The virus that causes COVID-19 now is not the same as the one that infected patients for the first time in December 2019 (Coronaviridae Study Group of the International Committee on Taxonomy of 2020). Many current strains are resistant to some antibody-based therapies developed in response to the original virus. As the epidemic progresses, new variations will emerge, exacerbating the resistance problem.
Researchers at Washington University School of Medicine in St. Louis discovered an antibody that is highly protective against various viral variations at low dosages. Furthermore, the antibody binds to a region of the virus that changes little between variations, indicating that resistance is unlikely to develop at this site.
The results, published online in the journal Immunity (VanBlargan et al., 2021), might pave the way for developing novel antibody-based therapeutics that are less likely to lose efficacy when the virus mutates.
“Current antibodies may work against some but not all variations,” stated senior author and Herbert S. Gasser Professor of Medicine Michael S. Diamond, MD, Ph.D. “The virus will most likely develop through time and space. Having widely neutralizing, effective antibodies that function alone and may be combined to form novel combinations is likely to prevent resistance.”
SARS-CoV-2, the virus that causes COVID-19, attaches to and invades the respiratory tract’s cells through a spike protein. Antibodies blocking the virus from adhering to cells kill it and keep it from causing sickness. Many variations have gained mutations in their spike genes, allowing them to avoid certain antibodies created against the original strain, reducing the efficacy of antibody-based therapies.
To develop neutralizing antibodies that work against a wide variety of variations, the researchers first immunized mice with the receptor-binding domain of the spike protein. The researchers next isolated antibody-producing cells and isolated 43 antibodies that target the receptor-binding region.
The 43 antibodies were tested by determining how well they inhibited the original version of SARS-CoV-2 from infecting cells in a dish. Nine of the most strong neutralizing antibodies were then tested in mice to determine if they might prevent sickness in animals infected with the original SARS-CoV-2. Multiple antibodies, with varying degrees of potency, passed both tests.
The researchers chose the two most efficient antibodies to prevent illness in mice and tested them against a panel of viral variations. The panel included viruses with spike proteins representing all four worry variations (alpha, beta, gamma, and delta), two of interest variants (kappa and iota), and other nameless variants being monitored as possible hazards. SARS2-38 antibody easily neutralized all variations.
Furthermore, a humanized form of SARS2-38 protected mice from sickness induced by two variations: kappa and a virus harboring the beta variant’s spike protein. The beta version is generally resistant to antibodies; therefore, its failure to withstand SARS2-38 is especially noteworthy, according to the researchers.

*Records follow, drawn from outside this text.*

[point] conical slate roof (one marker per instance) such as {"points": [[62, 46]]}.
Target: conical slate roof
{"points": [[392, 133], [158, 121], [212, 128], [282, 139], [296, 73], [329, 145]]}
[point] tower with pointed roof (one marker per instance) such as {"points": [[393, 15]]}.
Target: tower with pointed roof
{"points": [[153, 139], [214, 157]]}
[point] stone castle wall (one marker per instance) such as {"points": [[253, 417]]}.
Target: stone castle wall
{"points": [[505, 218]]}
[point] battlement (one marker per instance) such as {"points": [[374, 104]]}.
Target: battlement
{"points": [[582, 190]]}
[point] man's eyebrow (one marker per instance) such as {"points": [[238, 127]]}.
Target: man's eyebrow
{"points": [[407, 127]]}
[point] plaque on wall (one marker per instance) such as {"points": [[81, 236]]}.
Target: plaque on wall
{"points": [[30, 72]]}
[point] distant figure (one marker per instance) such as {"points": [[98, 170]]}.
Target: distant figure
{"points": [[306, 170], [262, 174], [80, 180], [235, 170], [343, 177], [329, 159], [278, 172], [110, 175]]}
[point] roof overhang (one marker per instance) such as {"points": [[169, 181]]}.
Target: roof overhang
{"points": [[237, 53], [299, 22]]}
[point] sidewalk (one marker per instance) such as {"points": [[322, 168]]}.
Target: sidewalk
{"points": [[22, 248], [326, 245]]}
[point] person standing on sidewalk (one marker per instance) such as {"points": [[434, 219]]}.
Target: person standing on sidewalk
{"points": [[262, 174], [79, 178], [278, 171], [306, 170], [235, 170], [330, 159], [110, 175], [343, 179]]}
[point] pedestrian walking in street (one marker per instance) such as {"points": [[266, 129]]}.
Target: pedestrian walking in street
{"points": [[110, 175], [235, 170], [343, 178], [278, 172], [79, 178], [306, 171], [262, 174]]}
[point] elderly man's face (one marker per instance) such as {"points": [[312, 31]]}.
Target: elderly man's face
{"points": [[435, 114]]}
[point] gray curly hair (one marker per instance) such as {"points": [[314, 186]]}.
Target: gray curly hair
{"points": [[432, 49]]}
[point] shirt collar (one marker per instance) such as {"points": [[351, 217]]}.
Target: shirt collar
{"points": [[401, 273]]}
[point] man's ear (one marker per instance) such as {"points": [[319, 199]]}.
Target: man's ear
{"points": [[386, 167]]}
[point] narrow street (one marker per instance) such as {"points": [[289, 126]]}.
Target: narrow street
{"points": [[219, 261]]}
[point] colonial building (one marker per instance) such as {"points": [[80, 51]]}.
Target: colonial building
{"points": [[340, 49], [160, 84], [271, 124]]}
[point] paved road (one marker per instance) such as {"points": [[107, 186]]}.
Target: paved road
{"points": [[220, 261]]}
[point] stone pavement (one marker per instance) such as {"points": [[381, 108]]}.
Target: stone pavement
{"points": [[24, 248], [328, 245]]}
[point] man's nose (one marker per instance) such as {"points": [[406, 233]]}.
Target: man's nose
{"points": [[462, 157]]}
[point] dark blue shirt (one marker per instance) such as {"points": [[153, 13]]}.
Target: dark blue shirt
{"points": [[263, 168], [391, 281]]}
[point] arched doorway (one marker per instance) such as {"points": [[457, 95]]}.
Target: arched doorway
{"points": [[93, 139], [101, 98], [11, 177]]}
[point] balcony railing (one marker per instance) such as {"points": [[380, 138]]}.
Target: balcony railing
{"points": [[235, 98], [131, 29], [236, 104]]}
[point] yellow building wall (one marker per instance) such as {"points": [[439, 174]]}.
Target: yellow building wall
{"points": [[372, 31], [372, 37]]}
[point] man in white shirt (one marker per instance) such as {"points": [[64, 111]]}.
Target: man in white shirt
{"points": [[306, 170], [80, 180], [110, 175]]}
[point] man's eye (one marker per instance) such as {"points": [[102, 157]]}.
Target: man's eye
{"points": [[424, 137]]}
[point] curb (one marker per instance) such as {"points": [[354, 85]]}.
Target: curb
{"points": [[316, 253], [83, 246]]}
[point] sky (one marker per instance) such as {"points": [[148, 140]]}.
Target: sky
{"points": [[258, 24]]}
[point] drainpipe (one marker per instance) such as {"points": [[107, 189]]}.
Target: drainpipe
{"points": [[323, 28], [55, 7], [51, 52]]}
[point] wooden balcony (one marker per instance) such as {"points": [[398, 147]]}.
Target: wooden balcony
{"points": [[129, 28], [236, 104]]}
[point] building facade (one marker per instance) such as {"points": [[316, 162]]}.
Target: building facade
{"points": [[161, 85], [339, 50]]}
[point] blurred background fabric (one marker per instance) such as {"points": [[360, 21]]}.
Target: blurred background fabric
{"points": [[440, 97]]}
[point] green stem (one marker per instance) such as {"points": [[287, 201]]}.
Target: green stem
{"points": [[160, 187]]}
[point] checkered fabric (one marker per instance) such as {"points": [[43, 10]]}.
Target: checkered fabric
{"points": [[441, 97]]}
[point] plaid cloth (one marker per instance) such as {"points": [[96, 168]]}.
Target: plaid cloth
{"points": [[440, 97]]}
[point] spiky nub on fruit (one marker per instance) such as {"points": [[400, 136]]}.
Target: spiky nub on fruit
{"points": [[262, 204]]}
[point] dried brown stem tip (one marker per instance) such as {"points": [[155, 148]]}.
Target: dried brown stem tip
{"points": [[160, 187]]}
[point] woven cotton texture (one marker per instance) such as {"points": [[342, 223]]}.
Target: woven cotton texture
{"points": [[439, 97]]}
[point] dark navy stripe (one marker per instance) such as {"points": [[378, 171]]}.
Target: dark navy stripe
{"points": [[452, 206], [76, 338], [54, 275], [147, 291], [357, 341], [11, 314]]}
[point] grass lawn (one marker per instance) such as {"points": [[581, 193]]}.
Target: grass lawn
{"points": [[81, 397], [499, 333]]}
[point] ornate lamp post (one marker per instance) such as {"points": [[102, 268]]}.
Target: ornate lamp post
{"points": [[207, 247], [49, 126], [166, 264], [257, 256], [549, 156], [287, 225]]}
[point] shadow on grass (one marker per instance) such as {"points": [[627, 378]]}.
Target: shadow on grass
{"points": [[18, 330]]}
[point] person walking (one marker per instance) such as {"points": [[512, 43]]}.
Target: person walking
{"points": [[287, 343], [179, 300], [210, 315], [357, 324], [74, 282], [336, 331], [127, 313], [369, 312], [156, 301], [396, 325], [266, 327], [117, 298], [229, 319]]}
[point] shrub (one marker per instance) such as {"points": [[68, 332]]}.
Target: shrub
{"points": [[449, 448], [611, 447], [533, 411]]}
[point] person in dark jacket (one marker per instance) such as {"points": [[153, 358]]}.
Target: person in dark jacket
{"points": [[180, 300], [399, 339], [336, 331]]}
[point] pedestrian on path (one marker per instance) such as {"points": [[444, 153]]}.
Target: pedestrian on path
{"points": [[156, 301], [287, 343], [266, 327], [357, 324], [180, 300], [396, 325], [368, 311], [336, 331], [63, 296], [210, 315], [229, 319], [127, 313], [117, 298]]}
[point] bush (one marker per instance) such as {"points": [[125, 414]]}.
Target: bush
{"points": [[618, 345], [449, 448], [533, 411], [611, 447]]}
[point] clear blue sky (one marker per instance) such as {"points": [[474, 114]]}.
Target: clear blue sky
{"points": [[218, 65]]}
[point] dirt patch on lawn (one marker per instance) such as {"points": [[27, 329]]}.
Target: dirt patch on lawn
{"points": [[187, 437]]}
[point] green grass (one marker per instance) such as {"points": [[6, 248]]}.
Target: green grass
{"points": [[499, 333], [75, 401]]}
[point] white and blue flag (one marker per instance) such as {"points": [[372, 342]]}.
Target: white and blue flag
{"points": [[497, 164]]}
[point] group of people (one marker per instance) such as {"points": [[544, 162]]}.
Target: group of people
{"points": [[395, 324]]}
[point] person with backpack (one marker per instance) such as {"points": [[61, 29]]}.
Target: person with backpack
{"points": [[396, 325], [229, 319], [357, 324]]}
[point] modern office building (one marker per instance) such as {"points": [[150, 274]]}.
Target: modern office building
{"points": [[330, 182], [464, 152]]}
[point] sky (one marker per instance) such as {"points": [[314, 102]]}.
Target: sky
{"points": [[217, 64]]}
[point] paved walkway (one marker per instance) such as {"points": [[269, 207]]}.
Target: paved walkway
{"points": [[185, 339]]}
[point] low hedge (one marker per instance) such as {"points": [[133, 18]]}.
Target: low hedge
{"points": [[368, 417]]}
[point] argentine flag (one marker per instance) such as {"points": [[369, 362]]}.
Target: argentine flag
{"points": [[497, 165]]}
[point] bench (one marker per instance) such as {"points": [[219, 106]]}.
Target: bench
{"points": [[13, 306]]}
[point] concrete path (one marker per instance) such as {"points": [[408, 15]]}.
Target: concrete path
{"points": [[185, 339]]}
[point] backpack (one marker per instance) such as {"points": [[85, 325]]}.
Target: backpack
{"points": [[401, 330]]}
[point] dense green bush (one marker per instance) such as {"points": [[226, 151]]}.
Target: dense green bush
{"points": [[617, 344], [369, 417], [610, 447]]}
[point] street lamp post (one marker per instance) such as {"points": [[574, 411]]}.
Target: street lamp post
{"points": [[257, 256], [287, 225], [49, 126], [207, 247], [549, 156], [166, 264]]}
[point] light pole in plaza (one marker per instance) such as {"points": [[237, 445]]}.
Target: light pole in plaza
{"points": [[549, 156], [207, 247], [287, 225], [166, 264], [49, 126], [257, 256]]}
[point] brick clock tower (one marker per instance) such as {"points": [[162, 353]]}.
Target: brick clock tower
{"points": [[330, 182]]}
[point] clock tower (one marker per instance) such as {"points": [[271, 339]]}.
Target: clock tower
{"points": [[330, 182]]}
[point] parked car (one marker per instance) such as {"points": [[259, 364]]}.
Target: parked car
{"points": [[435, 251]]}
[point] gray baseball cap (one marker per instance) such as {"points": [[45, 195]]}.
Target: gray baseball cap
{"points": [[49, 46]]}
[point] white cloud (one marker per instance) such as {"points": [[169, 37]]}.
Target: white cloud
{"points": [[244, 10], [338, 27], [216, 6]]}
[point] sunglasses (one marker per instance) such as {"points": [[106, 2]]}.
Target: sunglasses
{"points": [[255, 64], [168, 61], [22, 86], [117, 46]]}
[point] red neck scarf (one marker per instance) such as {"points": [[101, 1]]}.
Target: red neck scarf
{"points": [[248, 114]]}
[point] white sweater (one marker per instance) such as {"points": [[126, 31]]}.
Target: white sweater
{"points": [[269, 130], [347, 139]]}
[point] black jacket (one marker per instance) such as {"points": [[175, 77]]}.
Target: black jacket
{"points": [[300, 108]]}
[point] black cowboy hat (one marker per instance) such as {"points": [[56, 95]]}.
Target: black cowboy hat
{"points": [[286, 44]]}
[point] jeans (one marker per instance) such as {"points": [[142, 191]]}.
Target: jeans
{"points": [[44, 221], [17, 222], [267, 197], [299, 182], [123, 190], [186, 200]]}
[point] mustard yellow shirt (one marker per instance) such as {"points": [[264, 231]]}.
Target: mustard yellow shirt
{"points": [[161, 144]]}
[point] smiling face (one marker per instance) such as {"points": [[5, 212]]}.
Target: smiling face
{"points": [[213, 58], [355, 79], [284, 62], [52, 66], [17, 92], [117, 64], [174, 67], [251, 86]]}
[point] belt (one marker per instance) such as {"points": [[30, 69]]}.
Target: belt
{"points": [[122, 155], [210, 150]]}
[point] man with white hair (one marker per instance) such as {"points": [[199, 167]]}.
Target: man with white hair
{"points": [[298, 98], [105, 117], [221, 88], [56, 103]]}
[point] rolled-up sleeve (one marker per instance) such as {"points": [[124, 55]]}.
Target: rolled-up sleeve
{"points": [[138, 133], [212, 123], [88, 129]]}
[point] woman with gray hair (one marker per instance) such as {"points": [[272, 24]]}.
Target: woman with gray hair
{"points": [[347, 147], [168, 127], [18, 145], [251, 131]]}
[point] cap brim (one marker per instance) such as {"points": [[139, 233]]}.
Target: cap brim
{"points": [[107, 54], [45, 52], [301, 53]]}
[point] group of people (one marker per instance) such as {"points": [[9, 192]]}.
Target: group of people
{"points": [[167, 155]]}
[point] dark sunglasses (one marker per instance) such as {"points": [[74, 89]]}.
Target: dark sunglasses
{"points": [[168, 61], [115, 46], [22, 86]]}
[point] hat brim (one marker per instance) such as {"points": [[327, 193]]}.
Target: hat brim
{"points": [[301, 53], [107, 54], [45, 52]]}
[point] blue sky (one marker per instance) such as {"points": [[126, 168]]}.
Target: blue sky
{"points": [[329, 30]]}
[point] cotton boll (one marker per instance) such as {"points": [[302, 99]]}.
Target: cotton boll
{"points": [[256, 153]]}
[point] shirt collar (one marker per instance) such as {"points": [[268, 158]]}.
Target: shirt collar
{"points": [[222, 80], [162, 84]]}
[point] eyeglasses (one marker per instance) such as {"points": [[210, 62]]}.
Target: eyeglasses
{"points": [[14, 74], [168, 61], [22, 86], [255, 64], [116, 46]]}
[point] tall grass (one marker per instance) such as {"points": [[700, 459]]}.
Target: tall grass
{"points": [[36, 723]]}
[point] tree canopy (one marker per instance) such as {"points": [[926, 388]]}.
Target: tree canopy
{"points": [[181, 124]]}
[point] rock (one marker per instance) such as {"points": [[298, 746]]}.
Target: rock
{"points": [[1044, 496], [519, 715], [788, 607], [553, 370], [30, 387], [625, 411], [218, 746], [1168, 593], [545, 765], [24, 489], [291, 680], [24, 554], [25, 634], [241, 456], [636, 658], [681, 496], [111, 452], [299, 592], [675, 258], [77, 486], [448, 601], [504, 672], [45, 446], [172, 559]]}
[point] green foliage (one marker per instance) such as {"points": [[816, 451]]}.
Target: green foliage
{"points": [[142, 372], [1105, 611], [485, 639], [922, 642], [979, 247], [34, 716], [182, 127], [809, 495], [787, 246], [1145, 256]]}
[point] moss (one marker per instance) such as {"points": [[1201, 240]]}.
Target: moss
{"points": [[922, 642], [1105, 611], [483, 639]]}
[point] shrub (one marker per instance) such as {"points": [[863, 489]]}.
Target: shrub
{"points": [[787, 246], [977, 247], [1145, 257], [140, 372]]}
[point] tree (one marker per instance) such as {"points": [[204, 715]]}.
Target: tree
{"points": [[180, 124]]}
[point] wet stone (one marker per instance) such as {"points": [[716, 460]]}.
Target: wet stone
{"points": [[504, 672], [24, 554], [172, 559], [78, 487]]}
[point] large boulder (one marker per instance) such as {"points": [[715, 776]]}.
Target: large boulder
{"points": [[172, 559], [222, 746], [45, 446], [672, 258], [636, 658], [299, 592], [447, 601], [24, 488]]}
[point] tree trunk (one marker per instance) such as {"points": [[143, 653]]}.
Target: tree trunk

Further research discovered the specific place on the spike protein targeted by the antibody, as well as two mutations at that location that may, in theory, prevent the antibody from operating. However, in the actual world, these mutations are extremely rare. The researchers examined approximately 800,000 SARS-CoV-2 sequences and discovered escape mutations in just 0.04% of them.
“This antibody is both highly neutralizing (meaning it works effectively at low doses) and broadly neutralizing (meaning it works against all variations),” said Diamond, who also teaches pathology and immunology.
“That’s a rare and very desired antibody combination. It also attaches to a distinct region of the spike protein that is not targeted by other antibodies in development. That is excellent for combo treatment. We may consider combining one antibody with another that attaches someplace else to produce a combined treatment that the virus would find tough to fight.”